Tuesday, December 07, 2010

Being Alternative in New Mexico


In 2008, just weeks after my son as born, I interviewed (via telephone) for a job teaching theatre in the Deming Public Schools.

Among my questions was this: "How much work will be required for me to complete licensure?" My case is a little different because I already hold a master's degree. The district told me I would have to demonstrate competency by fulfilling some teaching hours, teaching some credits in reading, and passing an examination (or three).

Since I was a new father and anticipated that the job would be very demanding, this was a critical question. This answer seemed doable. I accepted the job (turning down an offer to work for Bet Tzedek in Los Angeles) and we all moved to New Mexico.

I had a choice of two schools of education to complete my course work. I chose Western New Mexico University. WNMU had shall we say a different idea of what my checklist was supposed to be. A much longer checklist, shall we say. In fact, a checklist that resembled their regular degree program for new teachers. Many more courses than what I was told to expect, at a cost of $700 each with redundant fees and expensive text books included.

Western has also kept me entertained with affectionate pranks such as multiple demands for my academic transcripts, periods of non-communication, evolving answers to questions, technological issues (to save money, Western is developing more and more on-line courses), and dropping me from classes without announcement when it is too late to resolve whatever the problem is.

What was supposed to be a few credits has turned out to be an extended obligation to be in graduate school at night as I continue to protest that this wasn't what I signed up for. My district, the state, and WNMU (aka "Western") all have different ideas about what I am supposed to be doing to establish my so-called "alternative licensure."

This farce is coming to a head because I am approaching the time limit by which my licensure is supposed to be completed. There is a very real possibility that this nonsense will cost me my job in 2011, if the state's budget problems don't get me first.

The most discouraging thing about this is the lack of clarity itself. It cannot be that I am the only "alternative licensure" candidate in the history of this school district. Who screwed up? Is the district wrong? Is Western just gouging me? Does the state have me in the wrong file? I have no answers.

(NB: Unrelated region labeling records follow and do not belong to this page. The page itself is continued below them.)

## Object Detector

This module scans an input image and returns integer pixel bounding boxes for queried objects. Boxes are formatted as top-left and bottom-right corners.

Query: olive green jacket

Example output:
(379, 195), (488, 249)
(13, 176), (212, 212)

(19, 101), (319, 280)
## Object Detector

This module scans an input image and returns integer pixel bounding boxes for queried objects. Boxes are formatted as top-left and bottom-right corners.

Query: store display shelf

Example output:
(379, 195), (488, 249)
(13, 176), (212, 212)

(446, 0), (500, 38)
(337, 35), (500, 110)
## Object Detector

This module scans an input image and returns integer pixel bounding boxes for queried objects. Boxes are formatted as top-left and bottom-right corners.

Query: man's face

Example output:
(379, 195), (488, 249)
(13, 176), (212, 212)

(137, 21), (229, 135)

While we're waiting to hear of my fate, I can recommend some interesting reading on the subject of education.

Diane Ravitch, writing for the New York Review of Books, has this response to the Guggenheim documentary, Waiting For Superman. In "The Myth of Charter Schools" she takes on Guggenheim's pro-corporate slant and scapegoating.

Also, the December issue of Monthly Review has Dan DiMaggio's first-hand account of the mills of temporary workers who grade standardized tests -- an industry that is set to grow during the Obama era.


2 comments:

Anonymous said...

Oh Oh Oh - Hang in there. Go with what the state says as they trump district and school. Can your (will your) principal help? Sometimes they have the power to pull strings. ugh. Feel free to call or write. Been through a lot of this in my state and district.
-sarah

Anonymous said...

As you know, we share some common experiences with WNMU. However, I was a little luckier getting everything put together to complete all of my requirements. I was VERY happy to receive my "regular" license as opposed to the "alternative" license. As Sarah noted, I would deal with the state rather than the district or WNMU.